Neler yeni
İslami Forum, Dini Forum, islami site, islami sohbet, radyo, islami bilgiler

İslam-tr.org'a hoş geldiniz! Hemen üye olun ve kendi konularınızı, düşüncelerinizi paylaşarak bu platforma katılın. Oturum açtıktan sonra, İslam dini, tarih ve güncel konularla ilgili paylaşımlarda bulunabilirsiniz.

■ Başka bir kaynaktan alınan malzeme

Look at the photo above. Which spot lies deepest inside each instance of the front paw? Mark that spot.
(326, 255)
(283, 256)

1 - Hüküm Vermenin Yalnızca Allah-u Teâlâ'ya Ait Olması Uluhiyyetin En Önemli Özelliklerindendir. Z

hamza01 Çevrimdışı

hamza01

İyi Bilinen Üye
İslam-TR Üyesi
1 - Hüküm vermenin yalnızca Allah-u Teâlâ'ya ait olması uluhiyyetin en önemli özelliklerindendir. Zira yaratma da emir de O’nun hakkıdır.

Allah-u Teâlâ şöyle buyuruyor:
"Yaratma da emir de O’nun hakkıdır. Alemlerin rabbi olan Allah yücedir." (A’raf: 54)
"Hüküm yalnız Allah’ındır. O, doğru haberi verir ve O, (hak ile batılı) ayırd edenlerin en hayırlısıdır."(En’am: 57)
"Hüküm vermek, yalnız Allah’a aittir. Kendisinden başkasına değil yalnız O’na ibadet etmenizi emretti." (Yusuf: 40)
"Hüküm vermek, O’nundur. Ve O, hesabı çabuk görendir." (En’am: 62)
"Hükmünde O’na hiçbir ortak yoktur." (Kehf: 26)
Hükmün yalnız Allah-u Teâlâ'ya ait olduğunu gösteren bunlardan başka daha bir çok ayet vardır.
Bu nedenle kim, sadece Allah-u Teâlâ'ya ait olan bu özelliğin kendisinde olduğunu iddia ederse işte o, kendisini ilahlaştırmıştır.
Her kim de onun bu iddiasını kabul ederek bu özelliği ona verirse, işte o da onu Allah-u Teâlâ'dan başka bir ilah olarak kabul etmiştir.


2 - Teşri koymak, helal veya haram, iyilik veya kötülük ölçülerini tayin etmek sadece Allah-u Teâlâ'ya ait olan uluhiyyetin en önemli özelliklerindendir.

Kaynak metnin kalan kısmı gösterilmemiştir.